La greffière appela un vieillard, un jeune homme et une femme. Nul ne savait à quoi l’assistance allait assister, sauf que trois «gentilles» personnes s’avançaient, vers la barre, la mine défaite.

Le débonnaire président de la section correctionnelle du tribunal, était en voie de liquider un rôle monumental, puisque ce samedi, pas moins d'une centaine d'affaires étaient sur le pupitre du juge, qui en a vu, cependant, d'autres. La greffière appela un papa, son fils et sa fille à la barre. Personne ne savait à quoi l'assistance allait assister. Il faut vite imaginer que le président a commencé les débats à neuf heures trente, et qu'à treize heures passées, il n'avait pas encore épuisé son rôle. Il passa sa petite quenotte sur son très beau visage clair, que mettait en valeur une belle chevelure blonde, tombant nette sur ses frêles épaules, et lança sur un ton monotone: «Alors, Si Hadj, dites-nous un peu pourquoi vous avez déposé une plainte à l'encontre de votre fille et de votre fils? Et vous deux, savez-vous ce que vous avez fait à votre papa? Puisque la plainte porte sur les menaces, vous devez aussi savoir que cet article de loi n'est pas si tolérant. Cependant, il faudra bientôt le prouver.» Un long silence noie toute la salle d'audience, où ne sont restés que les derniers détenus-arrivés, bons pour la comparution immédiate. Comme c'est la coutume dans toutes les juridictions, et depuis des années, le service d'ordre est attentif, gentil, courtois, disponible, vigilant, mais très ferme. Les deux inculpés sont frère et soeur. Cette dernière est avocate. Une avocate âgée de plus de cinquante ans, inculpée, ne peut pas être rencontrée à chaque coin de rue, ou à chaque audience. Ce jour était noir pour le conseil, car c'est peut-être la 1ère fois, qu'il défendait une consoeur contre son paternel: une avocate affable, gentille et serviable, qui se trouvait sous le coup d'une inculpation de menaces et pour clore le tout, poursuivie par son propre père, malade et âgé de quatre- vingt- cinq ans. A ses côtés, se tient son jeune frère, lui aussi coincé par les graves poursuites. À gauche des inculpés, la victime et de l'unique avocat, le représentant du ministère public, qui est carrément assis, tel un «pacha». D'ailleurs, il n'aura même pas à trop intervenir, le juge, en professionnel qu'il est, mènera la barque à bon port, car il a deviné au tout début du procès, que cette histoire tient à un fil à couper le beurre, et les faits seront donnés par la victime en personne, tant la haine «rouge» et une rancune»noire» la rongeaient.

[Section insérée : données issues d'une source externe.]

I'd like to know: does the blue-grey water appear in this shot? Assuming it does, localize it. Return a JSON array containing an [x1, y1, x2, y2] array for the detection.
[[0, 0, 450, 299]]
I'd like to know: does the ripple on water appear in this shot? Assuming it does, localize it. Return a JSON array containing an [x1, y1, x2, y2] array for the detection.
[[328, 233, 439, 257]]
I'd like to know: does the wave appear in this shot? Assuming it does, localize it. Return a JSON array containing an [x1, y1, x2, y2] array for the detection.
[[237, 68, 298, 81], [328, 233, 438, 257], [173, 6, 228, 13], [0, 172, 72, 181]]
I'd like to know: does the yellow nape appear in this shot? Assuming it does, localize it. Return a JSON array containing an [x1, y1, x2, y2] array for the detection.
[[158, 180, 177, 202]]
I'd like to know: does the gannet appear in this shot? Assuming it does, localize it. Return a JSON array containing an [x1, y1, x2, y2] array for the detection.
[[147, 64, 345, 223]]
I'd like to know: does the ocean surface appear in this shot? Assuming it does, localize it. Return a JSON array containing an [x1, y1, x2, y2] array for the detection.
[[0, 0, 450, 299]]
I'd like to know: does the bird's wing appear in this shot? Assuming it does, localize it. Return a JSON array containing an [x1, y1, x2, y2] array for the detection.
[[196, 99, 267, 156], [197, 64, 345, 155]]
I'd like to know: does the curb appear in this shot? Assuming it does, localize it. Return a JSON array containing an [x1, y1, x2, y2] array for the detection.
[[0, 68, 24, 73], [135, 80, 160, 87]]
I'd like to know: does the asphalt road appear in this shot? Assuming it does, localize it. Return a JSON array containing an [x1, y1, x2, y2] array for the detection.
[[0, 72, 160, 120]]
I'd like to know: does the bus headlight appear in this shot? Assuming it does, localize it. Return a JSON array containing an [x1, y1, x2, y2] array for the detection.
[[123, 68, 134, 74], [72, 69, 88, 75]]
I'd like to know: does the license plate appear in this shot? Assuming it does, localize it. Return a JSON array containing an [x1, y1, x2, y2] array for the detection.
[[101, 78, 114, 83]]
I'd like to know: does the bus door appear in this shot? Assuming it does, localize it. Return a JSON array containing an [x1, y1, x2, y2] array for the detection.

En effet, tout ce drame familial qui a vu le patriarche mettre dehors ses deux enfants, mariés et parents d'enfants sur les sept que compte El Hadj, provient du fameux et millénaire malentendu marâtre-enfants! La victime l'a dit et répété sans trembler: «C'est ma femme. Je veux qu'elle soit respectée jusqu'à la fin. C'est clair, non? Je ne le répéterai plus, vous êtes chez moi, vousvous comporterez comme je l'entends, du moins, toi, (il désigne la fille de l'index en guise d'avertissement), tu as intérêt à ne plus rien dire tant que je suis vivant!». Puis il s'adresse au fils, confus, la tête basse, muet, ne trouvant aucune couverture afin de s'envelopper dedans, car un affreux setiment de honte l'habitait, et le recouvrait entièrement: Quant à toi, ne t'avise plus de remettre les pieds chez moi. Tu es un homme, non? Va chercher une bicoque où loger ta famille! Cela t'apprendra à me provoquer, moi, ton propre père âgé, malade, diminué, écrasé, mais toujours debout veillant sur sa femme, qui ne m'a jamais laissé tomber.»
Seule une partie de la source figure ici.